Un membre du conseil syndical ne respecte pas les décisions : comment reprendre la main ?

Par Talkimmo

Article rédigé avec l'aide d'une intelligence artificielle, sous contrôle et relecture humaine.

Un conseiller syndical qui commande des travaux de sa propre initiative, ignore les votes de l’assemblée générale ou agit comme s’il dirigeait l’immeuble : la situation est plus fréquente qu’on ne l’imagine, souvent par excès de zèle plus que par malveillance. Voici comment recadrer sans envenimer.

Rappel : un conseiller syndical n’a aucun pouvoir individuel

Ni le conseil syndical dans son ensemble, ni — a fortiori — un de ses membres pris isolément, n’a de pouvoir de décision : le conseil assiste le syndic et contrôle sa gestion (article 21 de la loi du 10 juillet 1965), et les décisions appartiennent à l’assemblée générale.
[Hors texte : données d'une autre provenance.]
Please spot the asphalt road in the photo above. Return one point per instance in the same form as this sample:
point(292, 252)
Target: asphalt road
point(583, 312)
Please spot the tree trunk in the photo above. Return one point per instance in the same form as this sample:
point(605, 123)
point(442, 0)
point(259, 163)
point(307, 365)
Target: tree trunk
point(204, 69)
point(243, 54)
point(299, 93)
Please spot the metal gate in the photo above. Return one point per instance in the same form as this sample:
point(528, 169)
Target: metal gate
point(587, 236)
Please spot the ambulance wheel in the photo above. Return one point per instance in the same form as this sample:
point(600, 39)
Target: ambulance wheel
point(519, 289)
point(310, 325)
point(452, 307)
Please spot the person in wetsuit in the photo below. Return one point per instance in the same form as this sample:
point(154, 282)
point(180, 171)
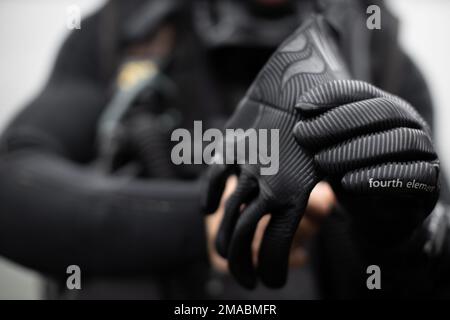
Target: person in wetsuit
point(120, 209)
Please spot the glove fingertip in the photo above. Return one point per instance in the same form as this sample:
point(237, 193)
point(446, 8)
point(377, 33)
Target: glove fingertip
point(221, 245)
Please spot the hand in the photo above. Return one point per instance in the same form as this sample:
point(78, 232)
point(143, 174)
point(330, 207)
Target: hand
point(377, 151)
point(304, 60)
point(320, 204)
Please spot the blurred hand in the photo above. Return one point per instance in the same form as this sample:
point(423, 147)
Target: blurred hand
point(320, 203)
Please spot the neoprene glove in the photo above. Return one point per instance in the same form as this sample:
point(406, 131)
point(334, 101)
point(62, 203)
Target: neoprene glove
point(378, 153)
point(306, 59)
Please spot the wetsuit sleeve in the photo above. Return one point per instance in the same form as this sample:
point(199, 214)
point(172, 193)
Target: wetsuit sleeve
point(55, 211)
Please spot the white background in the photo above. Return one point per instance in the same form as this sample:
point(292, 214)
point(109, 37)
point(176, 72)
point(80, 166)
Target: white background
point(32, 31)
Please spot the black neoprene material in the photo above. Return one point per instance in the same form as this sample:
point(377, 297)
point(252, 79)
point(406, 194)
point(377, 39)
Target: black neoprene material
point(358, 132)
point(377, 152)
point(57, 211)
point(304, 60)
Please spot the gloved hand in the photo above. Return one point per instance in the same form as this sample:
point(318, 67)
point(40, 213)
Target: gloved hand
point(377, 152)
point(306, 59)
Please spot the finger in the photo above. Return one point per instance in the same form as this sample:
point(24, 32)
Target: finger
point(397, 145)
point(352, 120)
point(216, 178)
point(393, 178)
point(321, 202)
point(245, 189)
point(275, 247)
point(240, 252)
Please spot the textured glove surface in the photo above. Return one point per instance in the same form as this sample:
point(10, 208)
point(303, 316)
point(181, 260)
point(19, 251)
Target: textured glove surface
point(376, 150)
point(305, 60)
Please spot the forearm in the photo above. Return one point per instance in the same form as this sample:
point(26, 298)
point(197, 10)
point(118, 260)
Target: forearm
point(54, 214)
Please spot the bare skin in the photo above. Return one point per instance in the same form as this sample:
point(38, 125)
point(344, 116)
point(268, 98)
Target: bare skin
point(320, 204)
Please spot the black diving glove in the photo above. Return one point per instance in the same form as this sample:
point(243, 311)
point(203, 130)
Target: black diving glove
point(378, 154)
point(306, 59)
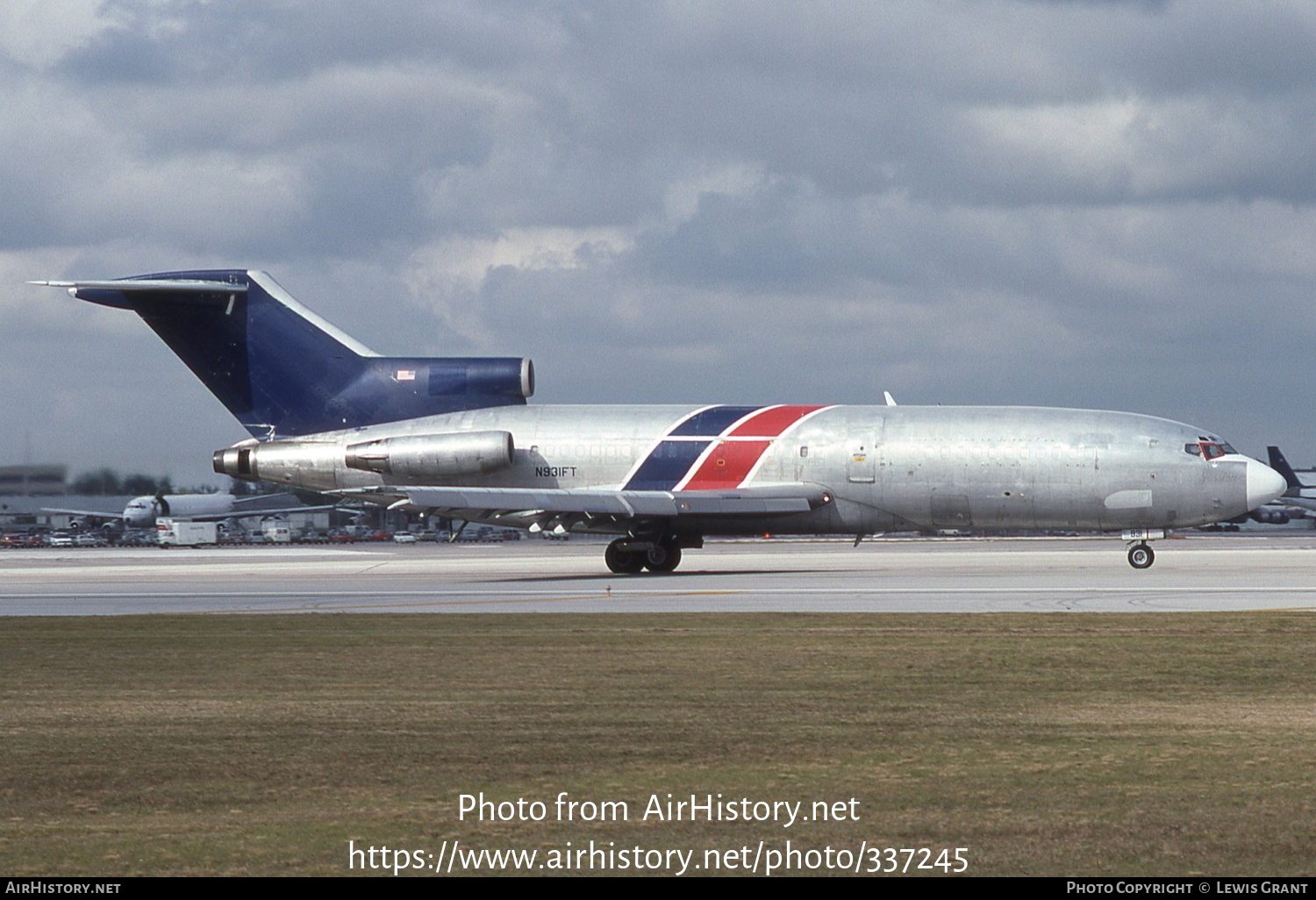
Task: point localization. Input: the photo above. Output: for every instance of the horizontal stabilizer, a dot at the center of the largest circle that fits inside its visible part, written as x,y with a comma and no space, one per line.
774,500
174,286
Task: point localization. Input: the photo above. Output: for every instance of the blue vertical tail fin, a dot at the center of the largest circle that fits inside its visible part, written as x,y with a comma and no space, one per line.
283,371
1281,465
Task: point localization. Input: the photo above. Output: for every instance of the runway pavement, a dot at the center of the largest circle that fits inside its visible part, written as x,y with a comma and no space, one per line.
1200,573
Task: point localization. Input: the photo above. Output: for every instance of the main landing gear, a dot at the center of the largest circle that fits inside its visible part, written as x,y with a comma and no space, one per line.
628,557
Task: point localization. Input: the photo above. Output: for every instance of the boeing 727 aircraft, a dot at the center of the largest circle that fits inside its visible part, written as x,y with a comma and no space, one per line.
455,436
141,512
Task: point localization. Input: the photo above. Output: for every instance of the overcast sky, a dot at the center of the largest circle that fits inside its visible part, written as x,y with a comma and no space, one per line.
1078,204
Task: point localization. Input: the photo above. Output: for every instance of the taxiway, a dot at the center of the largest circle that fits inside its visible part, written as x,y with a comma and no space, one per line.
1205,573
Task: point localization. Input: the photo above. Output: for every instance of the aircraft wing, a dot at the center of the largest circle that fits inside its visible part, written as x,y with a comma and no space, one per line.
252,513
1300,503
89,513
766,500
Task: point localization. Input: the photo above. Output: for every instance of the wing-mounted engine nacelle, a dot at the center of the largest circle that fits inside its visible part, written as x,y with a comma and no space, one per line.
434,455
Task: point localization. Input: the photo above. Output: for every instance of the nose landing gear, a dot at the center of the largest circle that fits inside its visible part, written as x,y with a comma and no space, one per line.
1140,552
1141,555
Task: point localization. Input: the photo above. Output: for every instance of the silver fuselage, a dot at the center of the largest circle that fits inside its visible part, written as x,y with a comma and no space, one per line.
886,468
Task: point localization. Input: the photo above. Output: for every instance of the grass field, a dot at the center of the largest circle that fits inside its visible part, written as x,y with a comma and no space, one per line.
1042,744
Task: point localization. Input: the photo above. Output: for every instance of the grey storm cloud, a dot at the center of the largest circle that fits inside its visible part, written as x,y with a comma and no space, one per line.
1095,204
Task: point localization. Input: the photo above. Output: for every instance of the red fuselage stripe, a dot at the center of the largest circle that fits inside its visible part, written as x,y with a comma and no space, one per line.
773,421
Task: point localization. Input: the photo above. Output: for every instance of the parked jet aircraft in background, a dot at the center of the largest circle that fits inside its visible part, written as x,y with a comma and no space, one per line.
141,512
1303,496
455,437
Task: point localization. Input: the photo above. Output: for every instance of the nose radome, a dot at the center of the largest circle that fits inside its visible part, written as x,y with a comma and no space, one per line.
1263,484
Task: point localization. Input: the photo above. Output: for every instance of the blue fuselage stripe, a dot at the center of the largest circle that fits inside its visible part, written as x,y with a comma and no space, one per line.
712,421
666,465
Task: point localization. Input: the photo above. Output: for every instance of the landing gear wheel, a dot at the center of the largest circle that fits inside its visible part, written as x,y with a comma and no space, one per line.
623,562
1141,555
663,560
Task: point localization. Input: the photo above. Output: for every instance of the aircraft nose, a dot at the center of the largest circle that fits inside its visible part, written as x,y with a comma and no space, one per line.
1263,484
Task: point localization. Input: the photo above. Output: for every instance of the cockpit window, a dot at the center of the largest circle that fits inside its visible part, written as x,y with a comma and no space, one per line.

Un engagement pris par un conseiller seul (commande, promesse à une entreprise, « autorisation » donnée à un voisin) n’engage pas la copropriété.
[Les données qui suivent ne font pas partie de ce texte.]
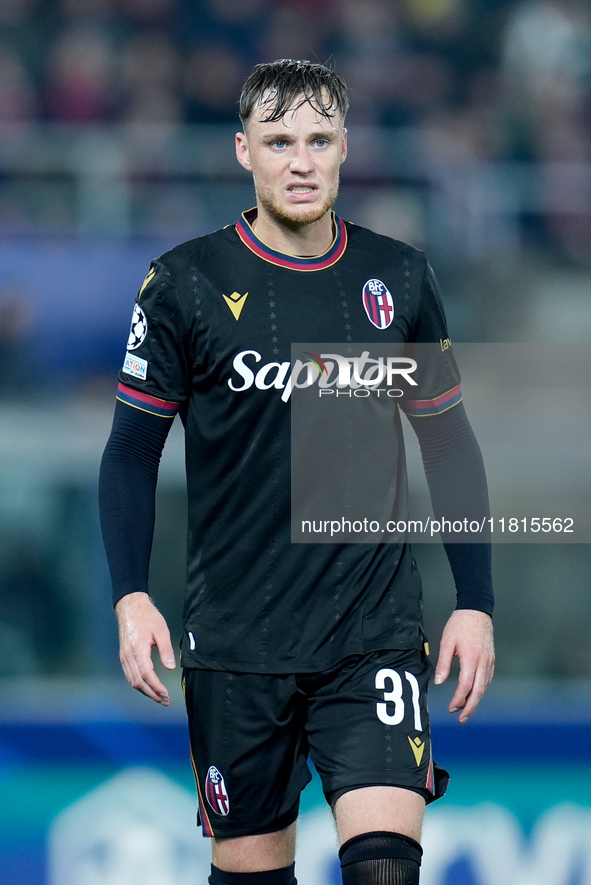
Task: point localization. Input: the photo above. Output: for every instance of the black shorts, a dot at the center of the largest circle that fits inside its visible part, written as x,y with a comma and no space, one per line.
363,723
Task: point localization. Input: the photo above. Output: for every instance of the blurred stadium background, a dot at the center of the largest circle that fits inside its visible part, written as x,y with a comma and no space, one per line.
470,136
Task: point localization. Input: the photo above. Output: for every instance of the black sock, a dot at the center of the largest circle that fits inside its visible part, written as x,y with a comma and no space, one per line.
283,876
381,858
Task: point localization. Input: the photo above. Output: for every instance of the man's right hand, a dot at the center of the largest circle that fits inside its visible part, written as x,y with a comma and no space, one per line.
141,627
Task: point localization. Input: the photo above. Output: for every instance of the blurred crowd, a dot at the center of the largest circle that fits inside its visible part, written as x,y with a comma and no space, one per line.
500,77
479,80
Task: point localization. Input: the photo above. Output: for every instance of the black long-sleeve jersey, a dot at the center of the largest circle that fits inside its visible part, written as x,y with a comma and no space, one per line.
212,338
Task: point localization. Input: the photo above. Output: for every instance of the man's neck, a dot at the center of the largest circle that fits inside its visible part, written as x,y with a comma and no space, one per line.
306,240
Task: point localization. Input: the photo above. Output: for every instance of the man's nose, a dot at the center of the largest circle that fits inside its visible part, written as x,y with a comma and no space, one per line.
301,161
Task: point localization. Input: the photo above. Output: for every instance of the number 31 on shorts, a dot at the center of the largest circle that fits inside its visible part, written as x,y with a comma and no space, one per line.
390,711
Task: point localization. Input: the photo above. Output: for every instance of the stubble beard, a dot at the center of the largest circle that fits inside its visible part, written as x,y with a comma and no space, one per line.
299,216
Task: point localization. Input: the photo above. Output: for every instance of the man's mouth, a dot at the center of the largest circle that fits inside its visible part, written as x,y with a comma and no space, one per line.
301,189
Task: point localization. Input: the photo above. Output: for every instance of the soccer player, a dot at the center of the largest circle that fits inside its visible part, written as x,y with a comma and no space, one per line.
291,650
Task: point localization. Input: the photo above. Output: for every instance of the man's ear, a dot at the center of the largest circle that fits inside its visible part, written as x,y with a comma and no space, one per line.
242,152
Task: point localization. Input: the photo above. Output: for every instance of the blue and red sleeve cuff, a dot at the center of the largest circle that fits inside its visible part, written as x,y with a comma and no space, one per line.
145,402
Premier réflexe, donc : rappeler ce cadre par écrit, au sein du conseil, avec copie au syndic. Beaucoup de dérapages cessent quand ils sont nommés.

Reprendre la main collectivement

Si le comportement persiste :

  1. Faire acter la position du conseil : réunion du conseil syndical, vote interne, compte-rendu écrit précisant que l’initiative litigieuse n’a pas été validée ;
  2. Alerter le syndic : lui seul exécute les décisions et engage les dépenses du syndicat — lui demander par écrit de ne donner aucune suite aux demandes individuelles non mandatées ;
  3. Informer les copropriétaires : la transparence évite que l’intéressé ne se prévale d’un soutien qu’il n’a pas ;
  4. En dernier recours, la révocation : le mandat d’un conseiller syndical peut être révoqué par l’assemblée générale, comme son élection. Inscrire le point à l’ordre du jour de la prochaine AG.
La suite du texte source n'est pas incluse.